Maple Syrup

Maple syrup is made by drilling a 3/8″ hole in a maple tree during the spring, and placing a small spout, or ‘tap’ into it. When temperatures fluctuate from above freezing to below freezing, the sap ‘runs’ up and down the tree with these changes. As it passes this tap, it drips out. 50 gallons of this sap is required to make 1 gallon of finished syrup.

In Ohio, the temperatures required to make the sap run are sometime between January and March. After a few weeks the hole in the tree begins to heal closed, and the amount of sap diminishes. If the trees are tapped in January, and the season continues into March it may be beneficial to re-drill the holes.

Buckets were the first item used to collect sap. The disadvantage is that rain and insects can easily get into the sap. The rain simply requires more boiling to get it to the correct consistency. The sap is strained many times during the process to remove Insects, leaves, etc.

Tubing was the next method that was introduced. Small tubing runs from tree to tree, obviously running down hill. Eventually the small tubing is combined into larger tubes, and then into a collection tank. Daily the sap is pumped into a tank on the back of the tractor and transported to the camp where it is cooked. Small animals like squirrels occasionally chew on the tubing causing leaking.

The most recent collection method is plastic bags. The first advantage is that they are lightweight. During the beginning of the season it is much easier to carry 30 plastic bags through the woods than 30 buckets. Also, rain nor insects can get into the sap.

We use bags.

Sap is cooked in large shallow pans called evaporators. Obviously, the more surface area on the top of the sap the faster the water will boil out, which concentrates the sugar content of the sap making sugar. (Large shallow pans are more efficient than a smaller, deeper pan.) Our evaporator is about 3’x10′.
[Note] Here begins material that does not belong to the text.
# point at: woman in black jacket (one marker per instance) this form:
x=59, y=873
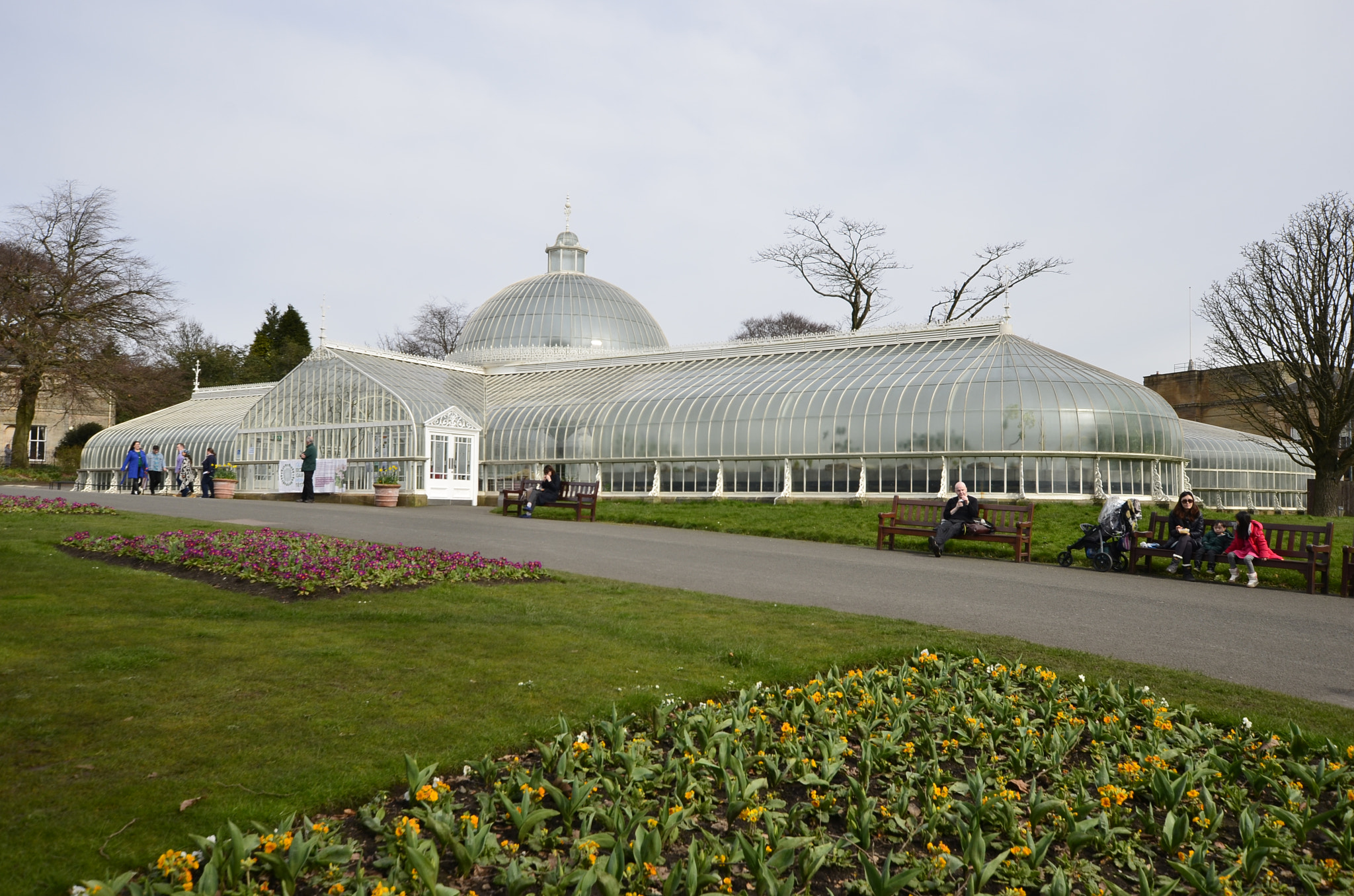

The back of the pan in the picture above is the first place the sap begins to be cooked. The front portion is separate, and the hot sap from the back gradually flows into the left side of the front pan. The front pan is made like a maze with dividers, so the sap very slowly flows from back to front, gradually to the right. The right side of the front pan is where the finished syrup is produced. It is slowly taken from the pan. It takes a great deal of experience to know when to remove it. Finished syrup is 66% sugar.

We use firewood to cook the sap. Collecting firewood is in itself a time consuming job. Controlling the fire takes a great deal of skill to cause the sap to boil as fast as possible, but not so hot that the syrup burns to the bottom of the pan.

Some producers have access to natural gas.

When Fred was a child he visited his grandparents in Crestline, Ohio where he watched them make syrup on their  20 acre woods.  When we moved here in 1986, we began by tapping the trees in the yard by the house, then gradually expanded and made a camp with a pavilion and evaporator by the creek and the majority of the maple trees.

At one point we tapped 500 trees and collect almost completely by tubing. At that time an Amish family lived in the small house by the straw maze, and they collected the sap  with a team of horses. Eventually the family moved away and we had to take the tubing down in order to lumber 450 trees.

We are continually cutting trees that compete with maple trees and will have the capacity  to tap well over 500  in the future. 

How difficult is it to make syrup?

Long before the syrup season begins, we need to cut a great deal of fire wood so it can dry. Dry firewood burns significantly hotter and faster than wet.

At the top of the hill you can barely see the tractor. That is where this sap must be carried to. The hill is muddy and slippery.

Many of the days during the season are very cold and damp, The sap is collected on the yellow tank on the back of the tractor.